D.C. Council Votes to Strengthen Record Sealing Laws for People With Marijuana Arrests

The Washington D.C. Council has voted unanimously to strengthen record sealing laws to help citizens in the nation’s capital move past marijuana infractions from their past. The Council is expected to take a second vote on the new system later in October (D.C. law requires the Council to vote twice on a bill), after which the bill will go to Mayor Vincent Gray for his approval.

“For the thousands of D.C. residents who are suffering the life-altering consequences of having a marijuana possession charge on their record, this legislation should help provide relief,” said Dr. Malik Burnett of the Drug Policy Alliance.

The DPA released a statement on the subject earlier this week:

The Record Sealing for Decriminalized and Legalized Offenses Act of 2014 (Council Bill #20-467) would improve the record sealing process for individuals previously arrested, charged, or convicted of an offense that has since been decriminalized or legalized, including records pertaining to marijuana possession.
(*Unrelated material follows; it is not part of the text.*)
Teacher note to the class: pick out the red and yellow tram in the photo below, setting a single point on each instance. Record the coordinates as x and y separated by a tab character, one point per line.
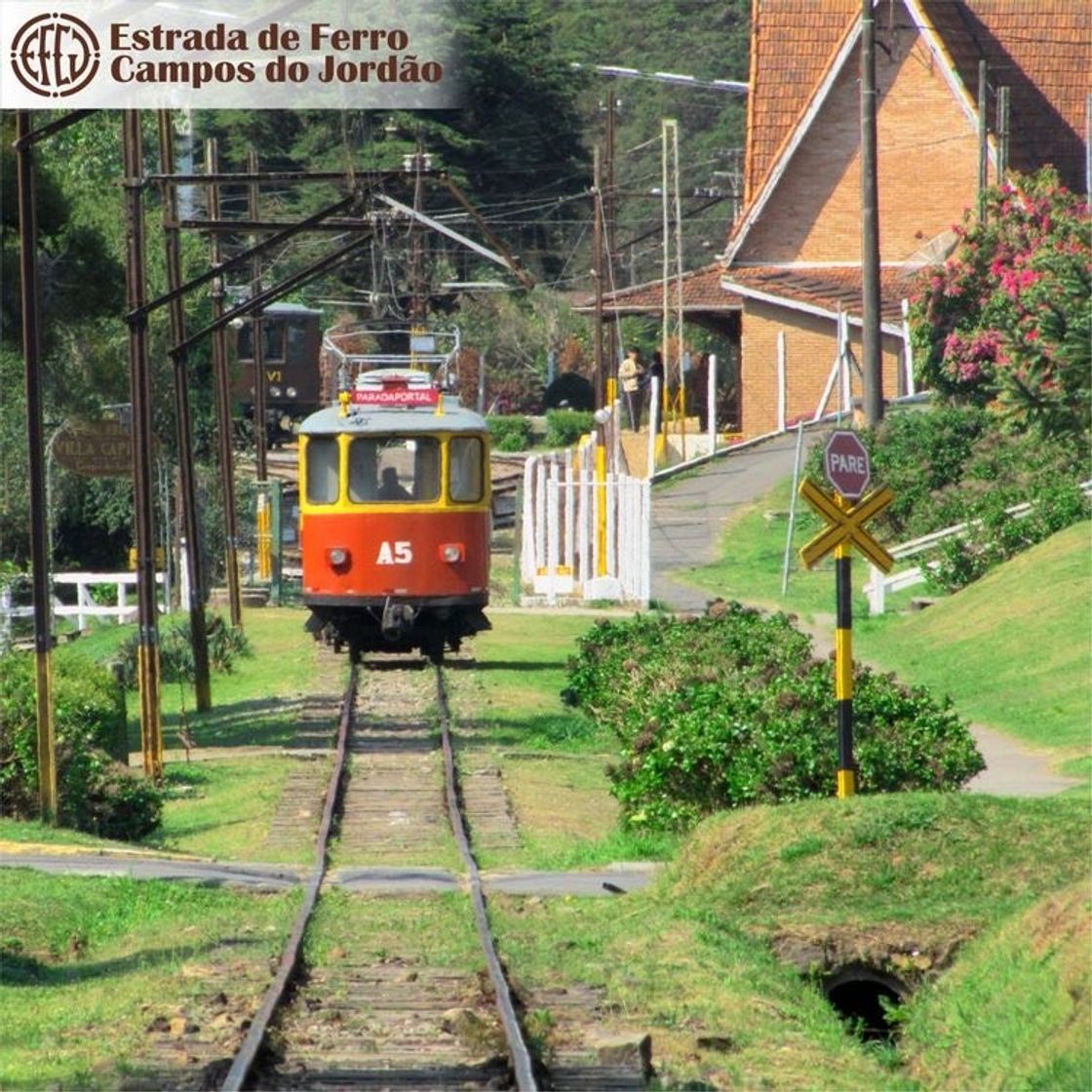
396	517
This legislation would speed up government review and decision making on motions to seal criminal records, place important limits on government discretion to deny a record sealing motion, and provide more certainty that a motion to seal certain qualified records will be honored by the government within a certain time frame.

The nation’s capital made waves earlier this year when the city voted to decriminalize cannabis possession, and citizens will be voting this November on Initiative 71, which sets out to legalize and regulate recreational marijuana. Since decriminalization took effect July 17, however, reports show that 77% of all marijuana-related tickets were written in neighborhoods home to primarily people of color. This troubling statistic demonstrates that there is still a gross disparity in marijuana enforcement between races, despite decriminalization, thus emphasizing the need for further political action in this direction.

“Initiative 71 will take D.C. another step toward removing marijuana from the criminal justice system and refocusing police priorities on more serious crime,” said Dr. Burnett. “The District has the opportunity to serve as a model for other jurisdictions looking to reduce racial disparities in the criminal justice system.”